Ride-hailing GrabCar has finally been allowed to operate legally in Vietnam, in what is seen as a huge legal victory for a company loved by passengers and loathed by traditional cab operators.
GrabCar, owned by Grab, a startup previously known as GrabTaxi, allows people to order a private car for travel purposes with just a couple of taps on their mobile devices.
Although present in Vietnam since 2014, the ride hailing service had been under fire for its debatable legality and subject to repeated protests from local taxi associations until Thursday, when it was officially recognized under the Ministry of Transport’s pilot program.
Starting March 31, GrabCar will be the sole legitimate car-booking app in Vietnam, under a license granted by the transport ministry for a two-year trial scheme aimed at applying technology to the transportation sector.
The pilot program was first proposed to the transport ministry by Grab in July 2015, and was green-lighted on January 7 this year.
On January 26, GrabCar received the license to lawfully operate in five localities, Hanoi, Ho Chi Minh City, Da Nang, Khanh Hoa and Quang Ninh, between 2016 and 2018. Ho Chi Minh City is the first of the five to see the service come into effect.
GrabCar offers rides in private cars at a fare 10 to 15 percent lower than traditional cabs, except during rush hour. This understandably makes the hi-tech service an uninvited rival for local taxi operators.
The private car hailing service is among several new features recently added by Grab, as the app initially only let people book a traditional taxi.

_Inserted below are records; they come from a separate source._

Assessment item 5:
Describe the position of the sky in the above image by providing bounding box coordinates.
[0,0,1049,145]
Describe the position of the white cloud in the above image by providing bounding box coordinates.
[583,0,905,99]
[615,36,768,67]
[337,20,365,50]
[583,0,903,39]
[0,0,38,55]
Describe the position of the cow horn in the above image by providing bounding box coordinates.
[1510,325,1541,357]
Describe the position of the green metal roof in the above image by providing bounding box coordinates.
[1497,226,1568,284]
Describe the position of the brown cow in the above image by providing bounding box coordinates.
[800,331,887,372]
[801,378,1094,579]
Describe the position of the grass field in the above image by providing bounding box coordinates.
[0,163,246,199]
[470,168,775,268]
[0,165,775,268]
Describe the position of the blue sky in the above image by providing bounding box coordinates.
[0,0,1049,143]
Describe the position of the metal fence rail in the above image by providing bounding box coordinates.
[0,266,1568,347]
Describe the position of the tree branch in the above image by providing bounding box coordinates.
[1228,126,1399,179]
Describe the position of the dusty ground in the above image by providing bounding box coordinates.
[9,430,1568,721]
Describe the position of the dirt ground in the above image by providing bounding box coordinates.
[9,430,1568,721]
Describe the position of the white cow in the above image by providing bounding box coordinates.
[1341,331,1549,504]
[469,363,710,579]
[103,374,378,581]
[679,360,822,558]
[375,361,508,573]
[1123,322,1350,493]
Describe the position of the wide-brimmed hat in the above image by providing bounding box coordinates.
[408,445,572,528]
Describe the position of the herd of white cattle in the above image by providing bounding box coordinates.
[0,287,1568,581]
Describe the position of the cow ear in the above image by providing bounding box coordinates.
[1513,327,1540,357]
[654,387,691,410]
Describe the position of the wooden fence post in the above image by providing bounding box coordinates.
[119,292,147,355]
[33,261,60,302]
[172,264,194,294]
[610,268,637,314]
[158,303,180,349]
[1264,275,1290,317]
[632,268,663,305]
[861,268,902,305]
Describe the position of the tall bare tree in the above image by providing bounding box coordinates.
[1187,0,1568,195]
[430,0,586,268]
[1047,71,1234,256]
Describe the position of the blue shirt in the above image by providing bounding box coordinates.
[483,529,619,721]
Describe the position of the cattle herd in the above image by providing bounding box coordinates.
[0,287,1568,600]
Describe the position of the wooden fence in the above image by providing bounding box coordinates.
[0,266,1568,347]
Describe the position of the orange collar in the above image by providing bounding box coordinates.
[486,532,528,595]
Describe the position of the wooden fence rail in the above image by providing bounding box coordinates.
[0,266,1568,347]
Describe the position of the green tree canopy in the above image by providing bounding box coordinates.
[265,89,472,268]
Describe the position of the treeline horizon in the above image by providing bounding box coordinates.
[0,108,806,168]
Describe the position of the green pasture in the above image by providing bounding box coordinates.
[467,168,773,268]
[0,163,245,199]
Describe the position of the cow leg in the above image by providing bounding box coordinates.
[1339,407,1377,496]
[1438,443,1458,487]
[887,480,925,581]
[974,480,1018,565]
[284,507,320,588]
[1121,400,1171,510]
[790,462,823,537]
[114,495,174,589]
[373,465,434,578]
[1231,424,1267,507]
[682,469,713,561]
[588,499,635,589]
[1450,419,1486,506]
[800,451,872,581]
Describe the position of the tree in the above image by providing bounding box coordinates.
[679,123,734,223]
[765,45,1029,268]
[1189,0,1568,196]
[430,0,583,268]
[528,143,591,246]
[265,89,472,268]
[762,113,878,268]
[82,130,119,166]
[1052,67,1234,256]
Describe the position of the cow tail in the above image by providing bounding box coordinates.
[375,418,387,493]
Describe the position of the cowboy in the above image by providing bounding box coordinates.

Users can now hail taxis, xe om (motorbike taxis), private cars, or even goods shippers via Grab. The company has future plans to add new features including GrabWork, a business-friendly car hailing service, and GrabPay, a new payment method, to the platform.
Grab and Uber, a similar ride-sharing app, are considered game changers in Vietnam’s taxi market and are both increasingly favored by local passengers.
Taxi drivers are not the only ones reeling from the legalization of GrabCar. The move is also seen as a blow to Uber, which still fails in its bid to be legally recognized due to many unsettled issues, including taxes.